Examples of the gel composition include, but are not limited to, grease, cream, ointment and the like. For example, if the gel composition is a grease, the kinematic viscosity of the base oil is 5 to 60 mm ² / s at 100 ° C., preferably from 10 to 50 mm ² / s. The kinematic viscosity at 100 ° C. can be measured according to JIS K2283. If the kinematic viscosity is too low, it is likely that oil will be easily removed and the defoaming component will have low holding power, or the antifoaming agent composition will be easily peeled off, so that the defoaming effect is expected to be reduced or eliminated. On the other hand, if the kinematic viscosity is too high, it is assumed that the kinematic viscosity is not dispersed in the oil and does not function as an antifoaming agent.

≪How to use≫
The method which concerns on this form includes the process of applying the gel-like antifoamer composition mentioned above to the inner wall of the container for putting lubricating oil. That is, this is different from the conventional method of adding an antifoaming agent to the lubricating oil. However, it may be combined with a conventional method of adding an antifoaming agent to a lubricant (in this case, when the antifoaming agent is insufficient due to filter trapping etc. and the amount of foaming increases, the applied gel-like antifoaming The defoaming component is developed in the oil from the agent composition, and foaming is suppressed). Hereinafter, the application target of the method will be described first, and then the steps of the method will be described.

(Applicable object-container)
The container to which the present embodiment is applied is not particularly limited. For example, a transmission gearbox for automobiles and motorcycles (for example, a gearbox for manual transmission, a gearbox for automatic transmission, a reduction gear for EV, etc.) In particular, it is suitable for use in gear boxes for AT and CVT. In AT and CVT gearboxes, foaming occurs when lubricating oil is circulated in a container using a hydraulic pump, but application of this configuration prevents malfunctions such as poor lubrication and consequently control of the device. can do.
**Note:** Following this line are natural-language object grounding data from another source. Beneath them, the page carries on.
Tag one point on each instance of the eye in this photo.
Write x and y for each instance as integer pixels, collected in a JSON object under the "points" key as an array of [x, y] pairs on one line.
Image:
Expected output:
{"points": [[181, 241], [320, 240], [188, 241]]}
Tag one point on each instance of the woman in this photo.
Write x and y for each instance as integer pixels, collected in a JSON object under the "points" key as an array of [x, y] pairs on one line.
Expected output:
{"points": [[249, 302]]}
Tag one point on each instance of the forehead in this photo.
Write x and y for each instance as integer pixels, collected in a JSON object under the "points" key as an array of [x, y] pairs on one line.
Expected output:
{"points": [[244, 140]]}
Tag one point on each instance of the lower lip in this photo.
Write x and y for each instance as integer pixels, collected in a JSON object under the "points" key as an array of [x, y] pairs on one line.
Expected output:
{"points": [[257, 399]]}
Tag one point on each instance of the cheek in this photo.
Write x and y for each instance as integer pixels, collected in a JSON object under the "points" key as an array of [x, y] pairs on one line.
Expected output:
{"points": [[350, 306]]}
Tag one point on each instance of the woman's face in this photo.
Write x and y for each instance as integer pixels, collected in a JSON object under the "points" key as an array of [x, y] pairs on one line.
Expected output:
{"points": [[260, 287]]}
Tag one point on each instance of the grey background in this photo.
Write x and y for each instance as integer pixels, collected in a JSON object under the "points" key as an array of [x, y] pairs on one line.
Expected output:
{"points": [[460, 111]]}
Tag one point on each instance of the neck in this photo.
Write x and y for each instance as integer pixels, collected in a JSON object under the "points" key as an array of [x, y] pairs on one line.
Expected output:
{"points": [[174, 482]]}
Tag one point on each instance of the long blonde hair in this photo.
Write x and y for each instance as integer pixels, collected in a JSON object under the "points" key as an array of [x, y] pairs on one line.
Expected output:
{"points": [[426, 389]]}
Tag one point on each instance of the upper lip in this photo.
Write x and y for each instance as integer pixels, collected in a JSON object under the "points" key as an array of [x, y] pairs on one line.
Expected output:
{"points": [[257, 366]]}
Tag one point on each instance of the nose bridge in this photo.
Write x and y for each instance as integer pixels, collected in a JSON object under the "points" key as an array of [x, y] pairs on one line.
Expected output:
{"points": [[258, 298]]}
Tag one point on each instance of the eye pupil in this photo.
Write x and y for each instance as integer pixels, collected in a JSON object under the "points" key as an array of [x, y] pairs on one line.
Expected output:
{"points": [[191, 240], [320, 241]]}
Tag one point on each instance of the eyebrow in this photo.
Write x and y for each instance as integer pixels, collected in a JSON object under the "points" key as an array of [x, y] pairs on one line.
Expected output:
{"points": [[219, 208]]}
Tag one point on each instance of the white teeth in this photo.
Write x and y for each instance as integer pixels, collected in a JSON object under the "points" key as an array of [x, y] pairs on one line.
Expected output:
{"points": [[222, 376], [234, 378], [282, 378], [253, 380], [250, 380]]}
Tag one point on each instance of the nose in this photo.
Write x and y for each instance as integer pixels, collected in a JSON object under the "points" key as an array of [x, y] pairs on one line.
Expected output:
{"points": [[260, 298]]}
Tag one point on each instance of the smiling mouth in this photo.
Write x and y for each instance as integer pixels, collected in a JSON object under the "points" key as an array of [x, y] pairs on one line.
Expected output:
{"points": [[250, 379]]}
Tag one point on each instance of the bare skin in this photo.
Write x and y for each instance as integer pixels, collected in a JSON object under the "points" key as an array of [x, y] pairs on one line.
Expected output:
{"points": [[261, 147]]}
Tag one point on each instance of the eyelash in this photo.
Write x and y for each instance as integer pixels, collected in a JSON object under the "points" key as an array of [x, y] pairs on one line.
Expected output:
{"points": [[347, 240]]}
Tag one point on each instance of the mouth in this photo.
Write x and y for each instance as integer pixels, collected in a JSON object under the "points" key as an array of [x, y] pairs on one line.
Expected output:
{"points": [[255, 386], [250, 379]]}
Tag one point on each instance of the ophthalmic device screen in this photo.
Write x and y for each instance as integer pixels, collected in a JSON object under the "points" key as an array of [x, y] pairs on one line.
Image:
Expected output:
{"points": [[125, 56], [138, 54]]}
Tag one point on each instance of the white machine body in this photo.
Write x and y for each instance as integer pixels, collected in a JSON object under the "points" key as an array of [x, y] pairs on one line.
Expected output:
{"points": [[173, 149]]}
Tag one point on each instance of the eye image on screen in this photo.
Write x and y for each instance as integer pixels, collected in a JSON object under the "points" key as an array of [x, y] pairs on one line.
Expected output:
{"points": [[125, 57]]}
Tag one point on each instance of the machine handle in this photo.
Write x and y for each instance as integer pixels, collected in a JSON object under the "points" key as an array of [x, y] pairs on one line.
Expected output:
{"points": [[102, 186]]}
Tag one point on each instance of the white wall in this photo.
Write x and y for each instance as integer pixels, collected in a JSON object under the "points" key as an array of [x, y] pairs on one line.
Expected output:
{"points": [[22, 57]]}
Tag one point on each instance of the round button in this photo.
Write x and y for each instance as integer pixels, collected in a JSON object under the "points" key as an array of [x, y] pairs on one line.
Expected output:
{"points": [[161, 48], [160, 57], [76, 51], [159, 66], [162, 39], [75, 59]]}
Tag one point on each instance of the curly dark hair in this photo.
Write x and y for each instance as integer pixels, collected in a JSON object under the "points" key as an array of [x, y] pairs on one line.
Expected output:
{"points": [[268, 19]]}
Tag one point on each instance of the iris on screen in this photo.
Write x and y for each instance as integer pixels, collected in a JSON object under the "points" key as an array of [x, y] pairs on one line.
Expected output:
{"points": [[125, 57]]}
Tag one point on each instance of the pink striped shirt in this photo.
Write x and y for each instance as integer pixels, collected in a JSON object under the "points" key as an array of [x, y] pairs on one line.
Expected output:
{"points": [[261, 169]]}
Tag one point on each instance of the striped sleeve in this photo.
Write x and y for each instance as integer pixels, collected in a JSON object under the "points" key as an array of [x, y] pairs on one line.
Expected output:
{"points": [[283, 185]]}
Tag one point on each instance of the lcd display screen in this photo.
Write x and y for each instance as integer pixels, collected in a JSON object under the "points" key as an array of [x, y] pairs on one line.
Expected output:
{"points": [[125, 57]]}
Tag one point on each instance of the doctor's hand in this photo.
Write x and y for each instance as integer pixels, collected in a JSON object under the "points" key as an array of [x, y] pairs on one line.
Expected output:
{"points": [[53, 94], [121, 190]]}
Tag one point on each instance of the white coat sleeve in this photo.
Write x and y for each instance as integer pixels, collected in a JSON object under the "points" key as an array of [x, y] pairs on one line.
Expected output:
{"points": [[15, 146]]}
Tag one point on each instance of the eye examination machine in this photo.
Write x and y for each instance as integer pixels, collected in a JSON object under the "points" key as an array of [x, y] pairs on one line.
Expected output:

(Applicable object-lubricating oil)
The lubricating oil to which this embodiment is applied is not particularly limited. For example, the base oil of the lubricating oil may include mineral oils, synthetic oils, and mixed oils called highly refined base oils {for example, group 1 in the API (American Petroleum Institute, American Petroleum Institute) base oil category, group 1 2, base oils belonging to group 3, group 4 or group 5, alone or in mixture}. Further, the content of the base oil in the lubricating oil is not particularly limited, and is, for example, 60% by mass or more, preferably 70% by mass or more, more preferably 80% by mass or more, and still more preferably 90% based on the total amount of the lubricating oil composition. It is at least mass%.

(Application process)
The application process according to the present embodiment is executed by applying to the inner wall of the lubricating oil container (for example, a part such as a breather tube or an oil gauge installed at a position higher than the side portion or the oil level of the container). At this time, it is preferable to apply to a position above or higher than the oil level of the lubricating oil. This is based on the premise that the defoaming action is unnecessary unless the lubricating oil produces bubbles. That is, when the lubricating oil generates bubbles and the oil level becomes higher and the bubbles reach the application site, the foam and the antifoaming agent composition come into contact with each other and the defoaming component is mixed with the lubricating oil. By comprising in this way, it becomes possible to prevent the defoaming component from melting out from the inner wall side portion of the container in a short period due to the constant contact between the lubricating oil and the defoaming component. The application method is not particularly limited, and examples thereof include coating and spraying.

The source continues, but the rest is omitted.